If you hadn’t guessed by the Title, I don’t like the “listen to your body” meme.  Listen to my body?  If I did that, I’d spend much more time eating and sitting on the freaking couch.  My body says, “Hey, smartass, cut this cycling $#!+ out!  Why don’t you take a day off or somethin’!”  I tell my body it will comply, and for the other 23 hours of the day I feel better for it.

With the onset of winter, more than a couple of weeks early, I’ve been spending the proper amount of time on the trainer.  Some of my friends, Titanium Henry and Brent to name two, are trying to push me into picking up fat bikes up for Mrs. Bgddy and me.  I’m not buying, though.  I know this is heresy, but I’m at a point where I’ve got so many bikes I’m feeling a little guilty for having so much wrapped up into them.  I don’t have room for my snow blower let alone another bike.

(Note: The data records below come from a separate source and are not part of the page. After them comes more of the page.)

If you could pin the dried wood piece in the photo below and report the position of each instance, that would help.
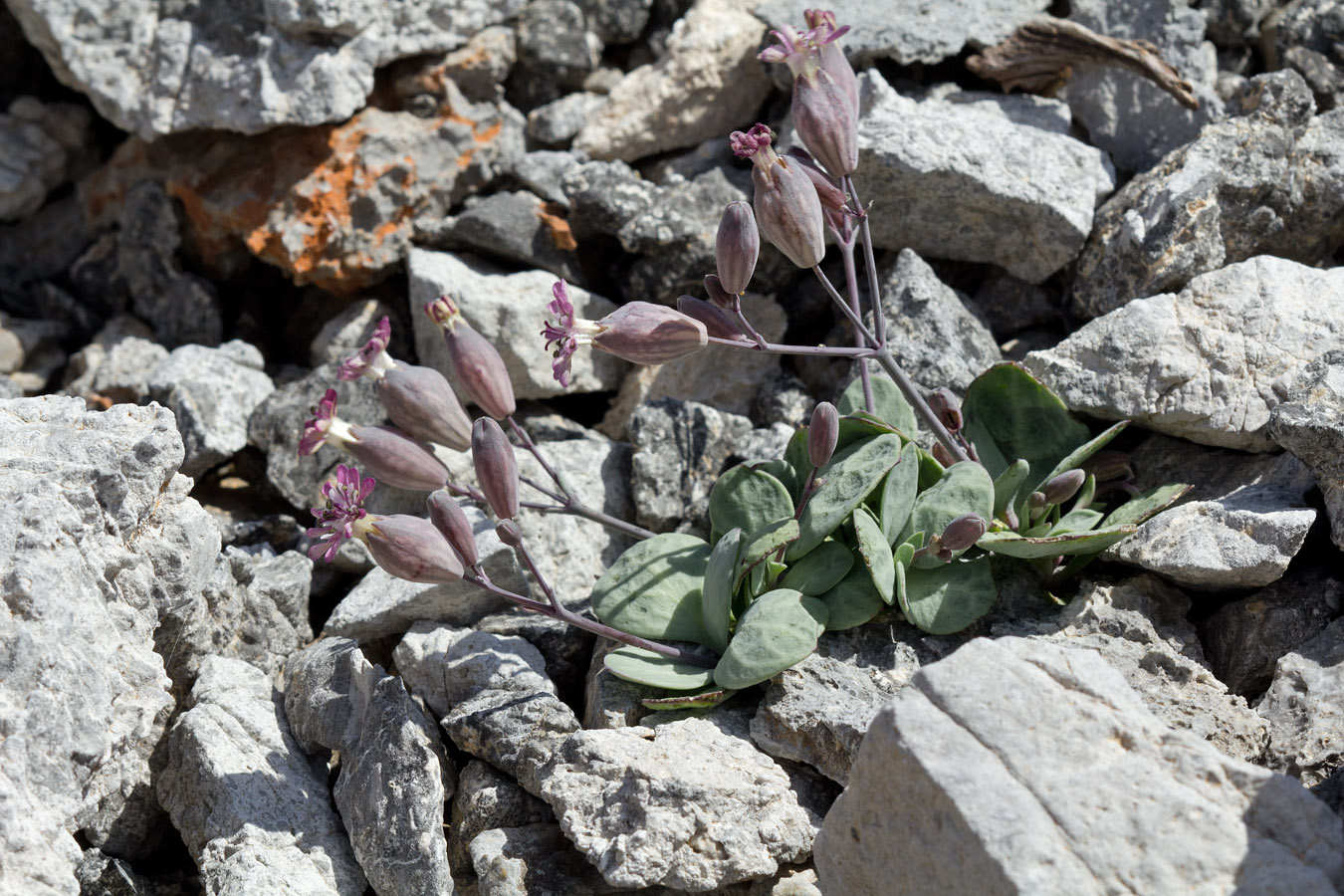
(1039, 58)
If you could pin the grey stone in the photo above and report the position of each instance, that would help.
(1244, 638)
(713, 810)
(391, 787)
(911, 31)
(42, 146)
(487, 799)
(679, 453)
(157, 70)
(444, 666)
(948, 180)
(1139, 626)
(1262, 181)
(937, 338)
(97, 541)
(521, 229)
(507, 310)
(515, 731)
(1207, 364)
(1126, 114)
(1309, 425)
(253, 607)
(382, 604)
(211, 392)
(706, 84)
(250, 806)
(1122, 802)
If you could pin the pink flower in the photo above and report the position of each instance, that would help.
(344, 508)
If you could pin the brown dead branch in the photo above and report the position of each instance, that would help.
(1039, 58)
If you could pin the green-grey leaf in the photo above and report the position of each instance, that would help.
(1029, 549)
(951, 596)
(717, 595)
(653, 588)
(889, 404)
(853, 600)
(1141, 507)
(875, 553)
(898, 492)
(1010, 415)
(818, 569)
(777, 630)
(964, 488)
(845, 481)
(648, 668)
(749, 500)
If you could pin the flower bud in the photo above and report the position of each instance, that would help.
(496, 468)
(510, 534)
(648, 334)
(473, 360)
(395, 458)
(715, 322)
(822, 433)
(411, 549)
(737, 246)
(448, 518)
(419, 400)
(1063, 487)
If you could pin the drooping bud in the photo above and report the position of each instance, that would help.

This year, while I do deride my time on the beast trainer on the blog, I’ve been enjoying it more than usual – I haven’t missed a day since the weather turned to crap, three weeks ago.  While I’m waiting for the first of the New Year to really kick it in the butt, I haven’t been taking it easy either.

More important, the trainer provides the perfect platform to dial in and fine tune the set-up on my bikes and cleats, if needed.  I don’t have to worry about traffic or balance and I can easily concentrate on how I feel on the bike.  I adjusted my right cleat a bit a couple of weeks ago and that worked out well.  I ran into another problem that required a small adjustment last night as well…  It turns out, with certain bibs, my Trek’s saddle is a little high.  I’ve got three pair with a thicker chamois and two are reserved for riding the Specialized only (I have a softer saddle on the Trek to smooth out the ride a little bit, otherwise it’s pretty harsh – the Venge has hardly any padding on the saddle).

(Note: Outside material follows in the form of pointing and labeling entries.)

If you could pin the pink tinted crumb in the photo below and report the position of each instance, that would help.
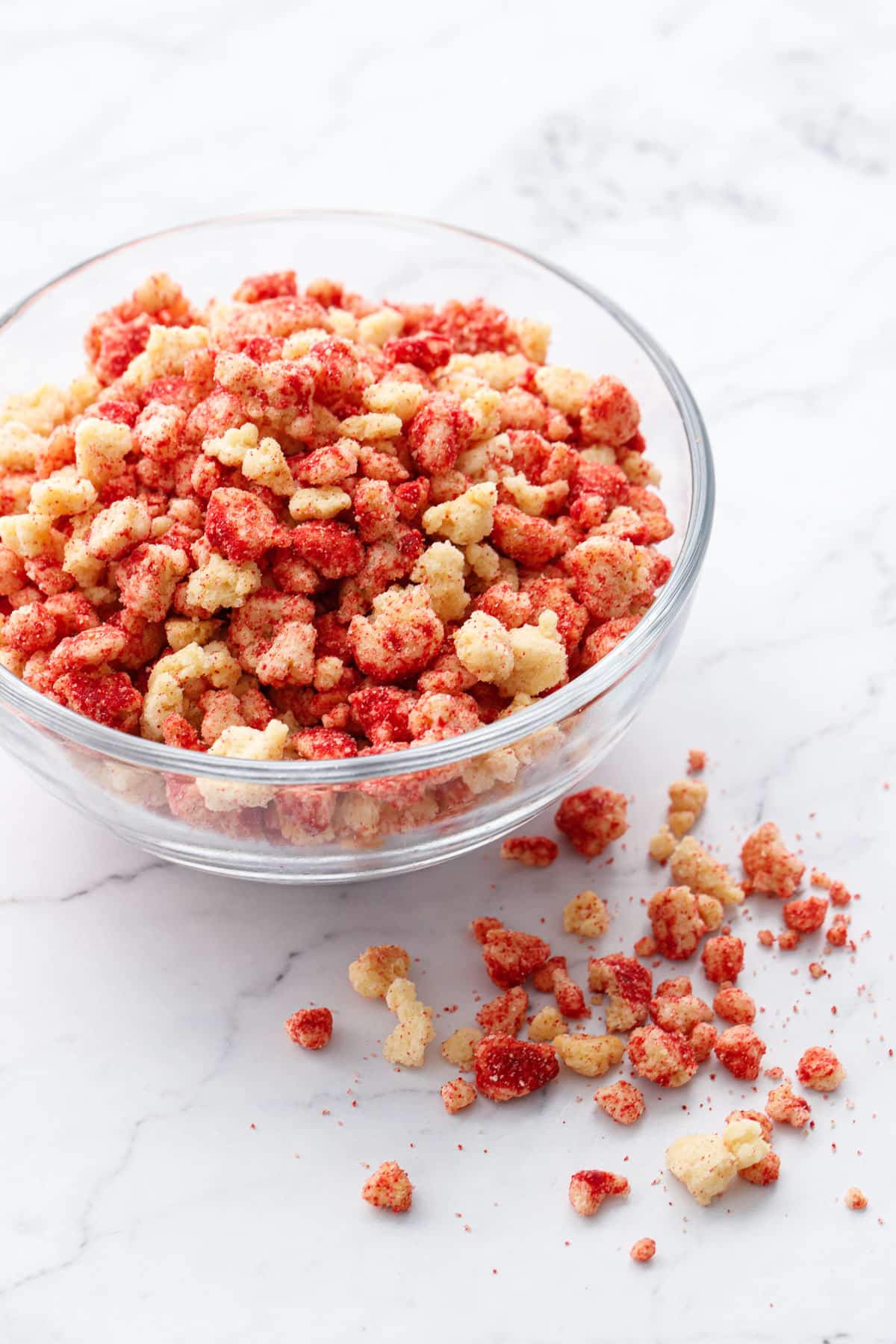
(532, 851)
(311, 1027)
(741, 1050)
(511, 956)
(768, 865)
(388, 1189)
(481, 927)
(457, 1095)
(591, 819)
(786, 1108)
(590, 1189)
(836, 936)
(820, 1068)
(723, 959)
(621, 1101)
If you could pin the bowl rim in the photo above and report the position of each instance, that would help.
(583, 688)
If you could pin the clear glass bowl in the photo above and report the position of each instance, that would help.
(379, 815)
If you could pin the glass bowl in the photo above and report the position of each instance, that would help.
(370, 816)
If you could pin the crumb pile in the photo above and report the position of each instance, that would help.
(667, 1031)
(301, 524)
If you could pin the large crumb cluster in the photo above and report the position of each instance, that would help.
(373, 524)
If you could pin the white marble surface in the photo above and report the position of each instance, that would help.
(171, 1169)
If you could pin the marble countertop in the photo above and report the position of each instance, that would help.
(172, 1169)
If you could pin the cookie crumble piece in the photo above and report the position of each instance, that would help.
(768, 865)
(457, 1095)
(590, 1189)
(593, 819)
(621, 1101)
(820, 1068)
(508, 1068)
(376, 968)
(390, 1189)
(311, 1027)
(532, 851)
(786, 1108)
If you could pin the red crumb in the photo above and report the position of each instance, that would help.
(805, 915)
(390, 1189)
(768, 865)
(765, 1172)
(590, 1189)
(662, 1057)
(591, 819)
(837, 933)
(734, 1004)
(703, 1041)
(762, 1120)
(532, 851)
(677, 921)
(504, 1016)
(509, 957)
(507, 1068)
(741, 1050)
(820, 1068)
(457, 1095)
(482, 927)
(679, 1012)
(311, 1027)
(621, 1101)
(629, 987)
(786, 1108)
(723, 959)
(553, 977)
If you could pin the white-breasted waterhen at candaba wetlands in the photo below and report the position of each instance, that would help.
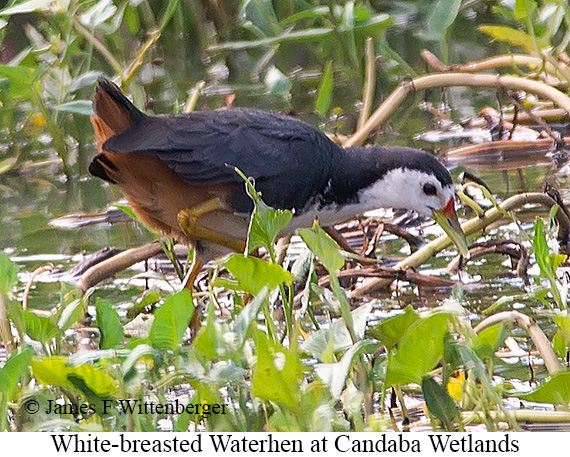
(178, 173)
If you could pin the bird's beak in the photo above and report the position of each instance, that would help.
(447, 219)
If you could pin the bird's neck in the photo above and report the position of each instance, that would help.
(355, 169)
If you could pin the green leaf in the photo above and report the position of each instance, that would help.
(265, 225)
(8, 274)
(310, 13)
(247, 317)
(438, 401)
(109, 324)
(324, 247)
(22, 81)
(442, 16)
(513, 36)
(72, 308)
(561, 340)
(26, 7)
(524, 9)
(210, 343)
(40, 328)
(254, 274)
(337, 334)
(334, 375)
(391, 330)
(276, 82)
(262, 16)
(84, 107)
(171, 321)
(541, 251)
(556, 390)
(489, 340)
(13, 371)
(51, 371)
(96, 379)
(325, 91)
(419, 351)
(55, 371)
(7, 164)
(277, 373)
(99, 13)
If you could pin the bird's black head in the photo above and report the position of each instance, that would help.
(394, 177)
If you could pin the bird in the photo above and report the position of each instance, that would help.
(178, 173)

So there I am putting in my time on the turbo last night and I just couldn’t get comfortable with the thicker chamois (we’re only talking a millimeter, it really shouldn’t matter).  First my hip was hurting, then my right foot, then my sit bones (all lower half of the body related)…  30 minutes in, I’d had enough.  I hopped off the trainer and went into the bike room to get my wrenches.  I lowered the saddle one millimeter.  Just one.  Foot pain gone, inside of the thigh pain gone, hip pain gone.

When I’m out on the road there are far too many variables.  Out of the saddle going up hills and during City Limits sign sprints, in the drops, on the hoods, on the bar top…  I’m all over the bike when I’m outside.  Indoors, I’m on the hoods, butt in the happy spot on the saddle, pedal, 90 RPM cadence for 45 minutes.  Period, end of story.  That much time in one spot helps to isolate little pains here and there, so I can really concentrate on what’s right and what might need tweaking.

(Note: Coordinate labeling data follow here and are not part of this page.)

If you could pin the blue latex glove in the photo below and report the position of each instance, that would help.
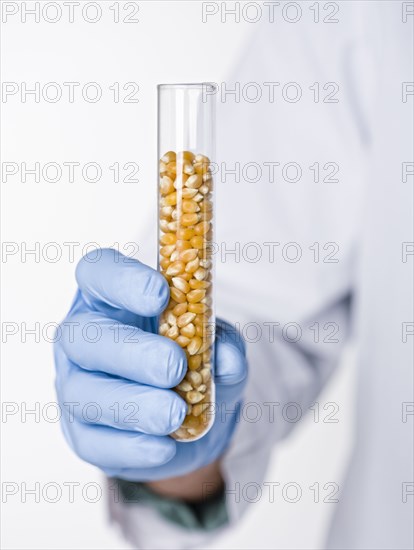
(110, 355)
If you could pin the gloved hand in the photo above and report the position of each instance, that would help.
(111, 362)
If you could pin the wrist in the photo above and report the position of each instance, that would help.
(196, 486)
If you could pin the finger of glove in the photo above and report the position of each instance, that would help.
(96, 343)
(108, 401)
(189, 456)
(106, 275)
(230, 360)
(107, 447)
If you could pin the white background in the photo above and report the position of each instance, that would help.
(169, 44)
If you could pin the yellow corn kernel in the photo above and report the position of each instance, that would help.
(181, 245)
(201, 168)
(172, 169)
(194, 182)
(188, 168)
(185, 234)
(174, 256)
(197, 308)
(202, 158)
(164, 328)
(172, 226)
(190, 206)
(183, 341)
(197, 241)
(173, 332)
(188, 255)
(206, 216)
(166, 185)
(202, 228)
(185, 155)
(194, 397)
(204, 189)
(184, 386)
(205, 205)
(164, 263)
(177, 295)
(200, 274)
(180, 180)
(171, 318)
(170, 200)
(195, 296)
(191, 422)
(206, 356)
(166, 251)
(179, 309)
(194, 345)
(168, 157)
(185, 319)
(181, 284)
(194, 378)
(175, 269)
(192, 265)
(188, 330)
(194, 362)
(189, 193)
(189, 219)
(199, 408)
(194, 283)
(168, 238)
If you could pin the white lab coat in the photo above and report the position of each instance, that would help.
(368, 214)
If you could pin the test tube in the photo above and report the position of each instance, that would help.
(186, 141)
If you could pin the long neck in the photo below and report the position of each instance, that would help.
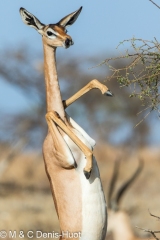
(53, 95)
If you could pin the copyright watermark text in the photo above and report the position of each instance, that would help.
(13, 234)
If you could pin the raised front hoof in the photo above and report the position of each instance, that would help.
(87, 174)
(109, 93)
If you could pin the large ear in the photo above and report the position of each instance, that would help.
(31, 20)
(70, 19)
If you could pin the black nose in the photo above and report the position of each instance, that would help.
(68, 42)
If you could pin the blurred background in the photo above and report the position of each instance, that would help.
(25, 198)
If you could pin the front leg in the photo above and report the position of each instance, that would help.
(91, 85)
(54, 117)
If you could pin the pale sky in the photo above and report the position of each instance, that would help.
(99, 28)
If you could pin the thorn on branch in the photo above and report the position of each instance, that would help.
(153, 233)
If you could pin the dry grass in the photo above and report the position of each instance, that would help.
(26, 201)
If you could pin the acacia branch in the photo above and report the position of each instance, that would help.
(153, 233)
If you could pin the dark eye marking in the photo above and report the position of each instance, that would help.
(49, 33)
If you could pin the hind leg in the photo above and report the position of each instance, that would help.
(54, 120)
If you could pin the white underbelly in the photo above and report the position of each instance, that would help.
(94, 217)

One thing everyone will tell you about fitting bikes to the cyclist:  It’s rarely set it and forget it.  I had the set-up on the Trek dialed in for almost two years now, it worked fine.  No longer though.

So yes, the trainer (or rollers – pick your poison) sucks.  Use the time to feel your bike out.  If there’s a tweak needed, it’ll show up while you’re putting in your torture time.


It makes you wonder… If they had the technology back in the medieval period, would they have had one or two of these in the dungeon?

Some photos from happier, warmer times:


  1. I’m with you…listen to your body? Mine says, on a loop, “no-ones looking man, quick, buy donuts!”

  2. Brent says:

    OK, so you’ve decided that you’re not going to get a pair of fat bikes. Now that you’ve come down hard on the side of more room in your garage, I should just point out that it’s vitally important that you stay as far away as possible from any upcoming fat bike demo days at your local bike shop.

    You have a strong program that will allow you to have dinner where alcohol is served, but that practice in avoiding temptation will avail you nothing when it comes to taking a ride on squishy 5″ tires on packed trails. They don’t have meetings for that yet.

    We’re going to get you. Titanium Henry and I are plotting while you’re on the rollers downstairs. It may take another season or two, but we WILL sign you up to the ranks of smiling fat bike riders.